I had. No amount of booze, drugs, porn ever left me feeling truly satisfied. If and when I stopped, it was because my body had simply hit its limit. When you thought about it, this applied to anything, from gossip to cigarettes, food to TV shows.

"A comfortable but mediocre life with minimal losses, but just as little wins," I said.

"Or a potentially abundant one filed with both joy and grief. Adepts of the Left-Hand Path are taught not to participate in those so-called devious practices, or any activities really, from the ego. We seek to evoke our chosen deities, our higher self, whatever it is, the greatest part of us. At all times, we aspire to become walking offerings, in perpetual communion. Without internal purity there's a great risk of madness, addiction, and worse. It's a common axiom that the Left-Hand Path can get you where you want to be quicker, but the road is treacherous.

The price of admission is this: every moment you're required to remember that you are always knocking on death's door. That is true renunciation. Not that death is to be feared; it is personified and deified. Awareness of the reality of one's inescapable doom is the pillar of life, it is the compass that will guide you to doing your True Will. And conversely, taking birth is the thing to be feared, only because the conscious ego forgets that its karmas are the reason for its being here in the first place."

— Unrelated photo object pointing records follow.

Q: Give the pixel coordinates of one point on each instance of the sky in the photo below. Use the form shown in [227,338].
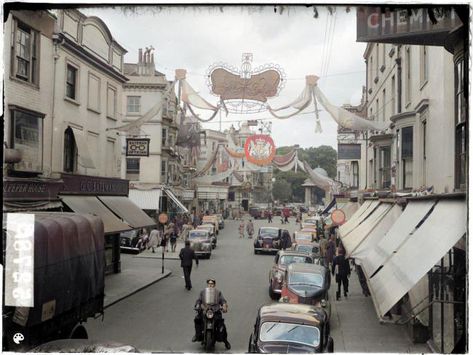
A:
[196,37]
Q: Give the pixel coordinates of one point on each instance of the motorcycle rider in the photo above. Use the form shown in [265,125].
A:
[199,321]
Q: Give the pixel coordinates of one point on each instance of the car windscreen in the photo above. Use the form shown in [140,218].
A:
[306,278]
[290,259]
[198,234]
[268,232]
[289,332]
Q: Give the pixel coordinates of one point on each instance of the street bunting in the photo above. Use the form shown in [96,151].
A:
[137,147]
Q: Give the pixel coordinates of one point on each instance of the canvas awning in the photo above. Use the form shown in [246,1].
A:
[146,199]
[412,215]
[423,248]
[85,159]
[358,217]
[352,240]
[377,234]
[92,205]
[128,211]
[176,201]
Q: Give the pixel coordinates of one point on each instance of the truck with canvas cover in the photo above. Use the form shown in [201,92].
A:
[69,272]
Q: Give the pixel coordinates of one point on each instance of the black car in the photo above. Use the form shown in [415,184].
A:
[268,240]
[290,328]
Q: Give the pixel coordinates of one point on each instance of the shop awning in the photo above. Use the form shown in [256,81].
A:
[145,199]
[405,224]
[128,211]
[352,240]
[377,234]
[421,251]
[85,159]
[358,217]
[92,205]
[176,201]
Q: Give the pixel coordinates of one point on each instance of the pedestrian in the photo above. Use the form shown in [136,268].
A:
[250,229]
[153,239]
[341,271]
[242,228]
[186,255]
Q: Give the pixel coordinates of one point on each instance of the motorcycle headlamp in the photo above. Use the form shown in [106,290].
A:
[209,313]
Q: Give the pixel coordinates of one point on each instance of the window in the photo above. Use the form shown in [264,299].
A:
[71,82]
[27,133]
[355,174]
[24,51]
[461,134]
[70,152]
[164,137]
[408,76]
[133,104]
[424,74]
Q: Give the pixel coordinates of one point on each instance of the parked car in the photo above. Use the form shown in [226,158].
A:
[290,328]
[307,284]
[221,221]
[211,229]
[212,219]
[268,240]
[277,273]
[200,242]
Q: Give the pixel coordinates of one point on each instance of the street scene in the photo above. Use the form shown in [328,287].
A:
[235,179]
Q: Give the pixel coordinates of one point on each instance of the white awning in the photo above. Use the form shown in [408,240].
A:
[412,215]
[145,199]
[358,217]
[85,159]
[377,234]
[176,201]
[352,240]
[420,252]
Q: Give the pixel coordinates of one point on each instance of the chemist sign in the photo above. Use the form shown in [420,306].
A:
[137,147]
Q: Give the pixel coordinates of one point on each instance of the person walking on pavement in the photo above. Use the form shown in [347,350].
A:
[187,255]
[153,239]
[242,228]
[341,270]
[250,229]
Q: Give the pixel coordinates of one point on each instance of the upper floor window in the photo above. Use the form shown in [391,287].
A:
[71,82]
[24,50]
[133,104]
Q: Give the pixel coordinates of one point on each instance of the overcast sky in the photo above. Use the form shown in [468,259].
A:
[194,38]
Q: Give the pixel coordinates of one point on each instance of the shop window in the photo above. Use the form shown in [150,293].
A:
[70,152]
[24,51]
[26,136]
[71,82]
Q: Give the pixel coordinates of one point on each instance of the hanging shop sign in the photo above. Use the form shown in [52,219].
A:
[260,149]
[137,147]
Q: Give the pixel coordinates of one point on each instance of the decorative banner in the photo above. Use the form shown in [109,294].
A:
[137,147]
[338,217]
[260,149]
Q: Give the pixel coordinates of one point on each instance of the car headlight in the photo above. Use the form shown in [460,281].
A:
[209,314]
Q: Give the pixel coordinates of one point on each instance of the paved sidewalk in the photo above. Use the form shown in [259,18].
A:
[136,275]
[355,326]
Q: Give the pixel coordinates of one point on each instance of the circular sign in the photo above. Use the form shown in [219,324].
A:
[260,149]
[338,217]
[163,218]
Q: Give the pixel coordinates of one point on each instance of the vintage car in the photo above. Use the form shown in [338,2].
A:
[290,328]
[268,240]
[211,228]
[200,242]
[212,219]
[221,221]
[307,284]
[277,273]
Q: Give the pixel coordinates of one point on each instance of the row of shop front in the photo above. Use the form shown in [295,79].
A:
[413,254]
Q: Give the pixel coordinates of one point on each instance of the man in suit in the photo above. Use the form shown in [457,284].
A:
[187,255]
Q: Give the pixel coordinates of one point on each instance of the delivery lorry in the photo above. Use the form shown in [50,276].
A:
[69,272]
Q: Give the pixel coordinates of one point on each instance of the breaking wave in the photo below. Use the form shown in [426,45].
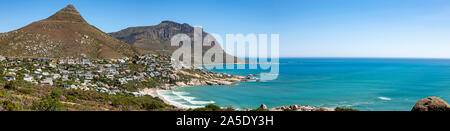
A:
[181,99]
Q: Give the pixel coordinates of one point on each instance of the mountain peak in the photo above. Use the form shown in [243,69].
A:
[67,14]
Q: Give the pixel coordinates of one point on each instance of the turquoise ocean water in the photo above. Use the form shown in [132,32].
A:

"Now you sound like you're pitching for the winning team," I said.

"Please. Pitches betray bitches. People always find that which they are meant to find.

This whole show is rigged anyway. The universe is the ultimate double agent and con artist. It leads you to magic and mysticism, oh do all these things, it says, and you will be able to subvert all the fucked up plans the world has in store for you. You can have it all! 

But at the end of the rainbow it tells you, well, shit, guess you gonna have to go through it all anyways. But hey, you got to work through your dark stuff, you even know that you're both the dream and the dreamer, and you can never really die. And now you're a magician too, congrats."

He picked up the Slurpee cup and peered into it. 

"It's empty," he said, mildly disgusted.

"What do you feel like doing now?" I said.

"Doom II and ared velvet chocolate bar."

"Wow."

"I know," he said, getting up and pushing his hands down the front of his pants, and flicking off errant leaves like missiles.

"I've got the PS1 port of the first Doom," I said, accepting his hand. "I don't think your second desire exists yet."

"O goddess," he said, "I don't need the physical experience to be satisfied." He pointed to his head.

"Ah," I said, "because you're crazy!"

We started walking towards the plaza, where the trash can was. The women were still going at it. 

"Maybe I'll join them," Baccha said, "revolve around the trash."

"I dare you." 

"It's like you don't even know me," he said, "I have no shame. Remember that time I lost a bet and had to stand in the middle of some shrubbery waiting for people to pass by so I could spin slowly and spray water from my mouth and shout I'm a sprinkler!"

"One of my fondest memories of you," I said, leaning in to brush against him one more time. 

Unfortunately for Baccha, as soon as we reached the can the ladies stopped their revolving. Each raised their knee to almost a right angle, and began circling the pointed foot about the ankle joint.

"Go on then, boy," I said. "Show me how you ride that lightning."

"I can do it, I can do it!" He said, spreading out his hands as he struggled for balance standing on his right leg. Left leg raised, foot rotating. He couldn't do it.